Rate increase goes through despite objections

Maoliosa McHugh
Maoliosa McHugh

Derry and Strabane Councillors have failed to reach unanimous agreement on the rates for the region.

But despite objections from the independent minority, the 31 Sinn Fein, SDLP, DUP and UUP Councillors present at the meeting of the new shadow council at the Guildhall on Thursday afternoon agreed to vote through an increase of 1.29% for ratepayers in Derry and 5.23% increase in Strabane.

The increase means that residents in Derry will see their rates bill increase by an average of £10.28p a year or 20p per week.

In Strabane the average rates will go up by more than three times that- £37.46p a year, or 72p a week.

The majority of business owners across the region will see a rates reduction.

The Councillors present at the meeting stressed that the bulk of the increase was as a direct result of central government imposed cutbacks and the cost of the amalgamation of the two councils.

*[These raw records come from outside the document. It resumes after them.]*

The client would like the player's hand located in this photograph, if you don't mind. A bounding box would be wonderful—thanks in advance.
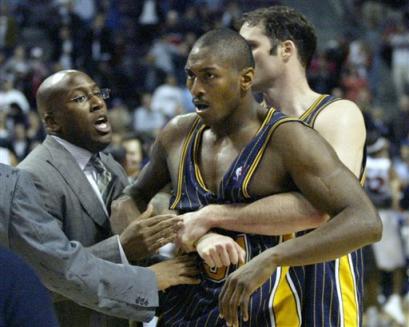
[119,214,182,260]
[219,250,277,326]
[149,255,200,290]
[196,233,246,268]
[177,209,210,252]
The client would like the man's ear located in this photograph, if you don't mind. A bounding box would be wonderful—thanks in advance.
[240,67,254,91]
[43,111,61,134]
[280,40,297,62]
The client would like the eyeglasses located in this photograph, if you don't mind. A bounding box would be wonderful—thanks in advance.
[70,89,111,103]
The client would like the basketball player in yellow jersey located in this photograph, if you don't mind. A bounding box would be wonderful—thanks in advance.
[172,6,366,326]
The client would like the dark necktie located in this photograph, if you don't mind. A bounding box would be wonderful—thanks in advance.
[90,154,112,204]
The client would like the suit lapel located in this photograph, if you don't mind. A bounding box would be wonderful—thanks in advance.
[100,152,127,215]
[44,136,109,228]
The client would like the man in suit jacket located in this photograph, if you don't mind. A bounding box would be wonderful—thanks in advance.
[0,164,197,321]
[19,70,198,326]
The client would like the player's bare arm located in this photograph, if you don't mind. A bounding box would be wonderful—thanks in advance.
[314,100,366,177]
[181,100,366,244]
[111,115,196,259]
[219,123,382,326]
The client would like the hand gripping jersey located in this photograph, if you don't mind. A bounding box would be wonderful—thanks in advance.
[158,109,304,327]
[290,95,366,327]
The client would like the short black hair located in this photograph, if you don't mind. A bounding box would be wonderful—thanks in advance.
[195,28,255,70]
[243,6,317,67]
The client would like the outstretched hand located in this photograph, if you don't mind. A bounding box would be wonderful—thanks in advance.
[119,214,182,260]
[178,209,210,252]
[219,250,277,327]
[196,233,246,268]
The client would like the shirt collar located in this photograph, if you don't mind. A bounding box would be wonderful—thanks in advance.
[50,135,92,170]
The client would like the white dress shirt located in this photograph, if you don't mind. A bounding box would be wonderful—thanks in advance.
[51,135,129,264]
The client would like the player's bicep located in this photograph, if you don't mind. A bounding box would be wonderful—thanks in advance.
[314,101,366,176]
[283,126,362,216]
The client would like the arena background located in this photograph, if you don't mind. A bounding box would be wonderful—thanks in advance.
[0,0,409,327]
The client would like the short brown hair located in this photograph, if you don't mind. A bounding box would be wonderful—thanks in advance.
[243,6,317,67]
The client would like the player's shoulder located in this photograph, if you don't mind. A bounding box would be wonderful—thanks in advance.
[314,99,365,133]
[159,113,198,143]
[317,99,363,122]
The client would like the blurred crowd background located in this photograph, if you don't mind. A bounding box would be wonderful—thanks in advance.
[0,0,409,326]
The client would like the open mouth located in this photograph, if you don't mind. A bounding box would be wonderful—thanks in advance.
[193,101,209,111]
[95,116,111,134]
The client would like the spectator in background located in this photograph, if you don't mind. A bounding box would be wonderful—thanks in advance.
[122,135,144,182]
[0,75,30,113]
[136,0,163,44]
[133,93,166,136]
[27,111,45,143]
[0,1,18,53]
[82,13,114,71]
[341,65,368,102]
[388,19,409,96]
[365,137,406,325]
[391,94,409,147]
[222,0,242,30]
[3,45,30,80]
[393,139,409,188]
[11,123,30,162]
[53,26,76,69]
[151,75,184,120]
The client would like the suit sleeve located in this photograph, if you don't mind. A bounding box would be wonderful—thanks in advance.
[9,171,158,321]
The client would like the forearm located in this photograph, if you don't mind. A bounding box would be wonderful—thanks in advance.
[202,192,327,235]
[86,235,124,263]
[9,175,158,320]
[268,208,382,266]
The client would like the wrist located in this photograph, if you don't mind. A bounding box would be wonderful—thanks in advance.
[201,204,222,231]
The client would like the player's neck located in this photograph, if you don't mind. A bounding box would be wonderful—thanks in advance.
[210,98,260,139]
[263,74,320,117]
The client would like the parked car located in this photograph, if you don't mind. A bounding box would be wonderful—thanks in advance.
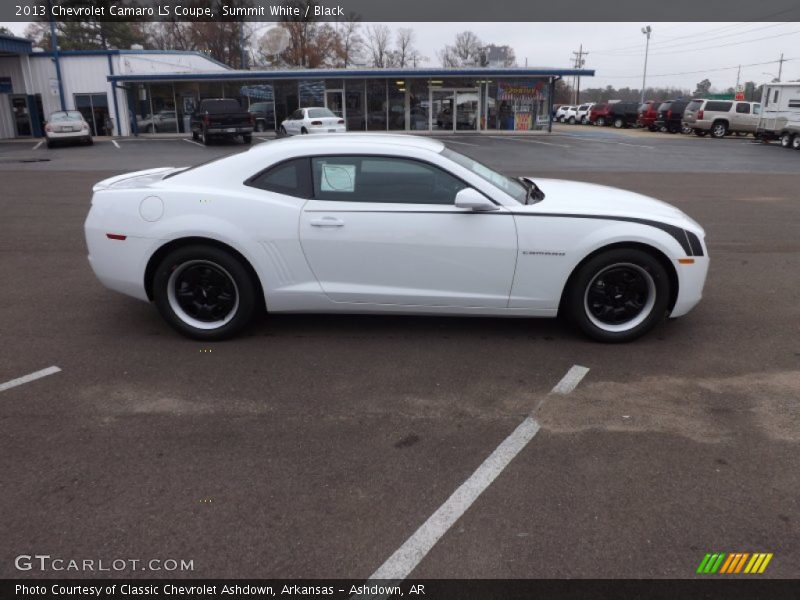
[555,104,574,123]
[85,134,708,342]
[190,98,253,145]
[589,104,609,127]
[606,102,639,129]
[683,99,761,138]
[636,100,661,131]
[561,106,578,125]
[575,102,594,125]
[653,100,691,133]
[756,81,800,150]
[44,110,93,148]
[280,106,347,135]
[247,102,275,132]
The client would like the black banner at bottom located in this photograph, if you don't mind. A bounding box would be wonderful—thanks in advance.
[0,577,800,600]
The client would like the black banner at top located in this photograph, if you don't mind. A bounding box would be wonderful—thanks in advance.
[0,0,800,23]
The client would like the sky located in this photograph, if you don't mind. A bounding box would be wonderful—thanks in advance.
[0,22,800,91]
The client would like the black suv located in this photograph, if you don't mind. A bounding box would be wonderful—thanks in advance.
[653,100,691,133]
[606,102,639,129]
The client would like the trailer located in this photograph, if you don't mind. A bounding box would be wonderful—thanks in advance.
[756,81,800,150]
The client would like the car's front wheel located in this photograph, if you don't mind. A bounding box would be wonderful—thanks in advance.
[153,245,258,341]
[566,248,670,342]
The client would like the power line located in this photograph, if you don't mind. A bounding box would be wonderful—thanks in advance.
[600,57,800,79]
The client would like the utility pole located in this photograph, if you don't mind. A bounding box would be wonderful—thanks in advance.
[778,52,789,83]
[572,44,589,104]
[640,25,653,104]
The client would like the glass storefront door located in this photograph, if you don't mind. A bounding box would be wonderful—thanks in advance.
[455,90,480,131]
[325,90,344,118]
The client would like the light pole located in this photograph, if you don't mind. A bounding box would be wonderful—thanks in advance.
[640,25,653,104]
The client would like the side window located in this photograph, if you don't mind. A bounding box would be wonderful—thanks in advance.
[311,156,467,205]
[245,157,311,198]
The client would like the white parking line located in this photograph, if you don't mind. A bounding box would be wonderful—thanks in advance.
[0,367,61,392]
[434,138,480,148]
[486,135,571,148]
[557,133,656,150]
[370,365,589,581]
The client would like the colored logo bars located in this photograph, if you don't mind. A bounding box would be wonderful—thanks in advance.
[697,552,772,575]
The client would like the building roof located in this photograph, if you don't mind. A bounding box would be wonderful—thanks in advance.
[0,34,33,56]
[108,67,594,81]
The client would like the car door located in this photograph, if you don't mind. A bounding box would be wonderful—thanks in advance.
[300,155,517,308]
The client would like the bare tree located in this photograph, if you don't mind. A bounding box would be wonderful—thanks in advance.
[439,31,483,67]
[336,13,364,69]
[367,24,391,67]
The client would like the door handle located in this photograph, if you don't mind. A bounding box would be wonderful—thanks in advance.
[311,217,344,227]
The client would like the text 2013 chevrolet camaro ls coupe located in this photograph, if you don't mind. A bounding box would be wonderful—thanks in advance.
[86,134,708,341]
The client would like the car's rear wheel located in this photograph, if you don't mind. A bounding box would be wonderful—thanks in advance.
[566,248,670,342]
[711,121,728,138]
[153,245,258,341]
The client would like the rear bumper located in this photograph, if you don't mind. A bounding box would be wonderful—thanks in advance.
[206,125,253,135]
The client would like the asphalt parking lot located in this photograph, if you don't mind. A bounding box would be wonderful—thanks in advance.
[0,127,800,578]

Proposing that the council accept the respective increases, Sinn Fein Councillor Elisha McCallion pointed out that there was now just six weeks before the new supercouncil officially took over the reigns from Derry City Council and Strabane District Council.

“It is a historic time, a time of challenge, a time of opportunity,” she said.

She added that central government reassessments- particularly in relation to Strabane- had led to unfair penalties for the new council “which already faces up to some of the highest levels of deprivation and economic need across the north”.

“The rates increase, therefore is largely down to factors beyond our Council’s control,” she said.

Seconding the proposal to accept the rates, SDLP Councillor Gerry Diver said: “In the circumstances we find ourselves at the minute, a good job has been done. Of course we want to keep any rates rise to the absolute minimum.”

Speaking on behalf of the DUP, Councillor Gary Middleton said his party “accepts this is the best position we can be in in difficult circumstances”.

UUP Councillor Derek Hussey said his party too would be endorsing the recommendations, adding that the new council “had a duty now to work for all our citizens”.

The recommendations were passed, despite opposition from all four Independent Councillors.

Colr. Gary Donnelly said that the council was being asked to cover up for the failures and bad practices of governments and bankers.

“You only have to look out the window to see the only businesses doing well are the charity shops”, he said.

Speaking about the council subsidised City of Derry Airport, he added: “There will be tumbleweeds blowing across Guildhall Square and they will still be asking us to pour money into the airport.”

Fellow Independent Dee Quigley said: “I will not go to the public and pretend we are doing a good job when people will be worse off at the first hurdle.”

Darren O’Reilly added that in meetings with Ministers and others to discuss their concerns the Independents had faced “brick walls” of cold indifference.

Strabane Independent Paul Gallagher said that the Review of Public Administration had been sold under the promise there would be no rates hike but said that this has not materialised.

Presiding at the meeting in the Guildhall, Council Chairman, Sinn Fein Councillor Maoliosa McHugh said the average ratepayers in Derry and Strabane will “continue to pay lower rates bills than average ratepayers in the majority of other Council areas” during the 2015/ 2016 year.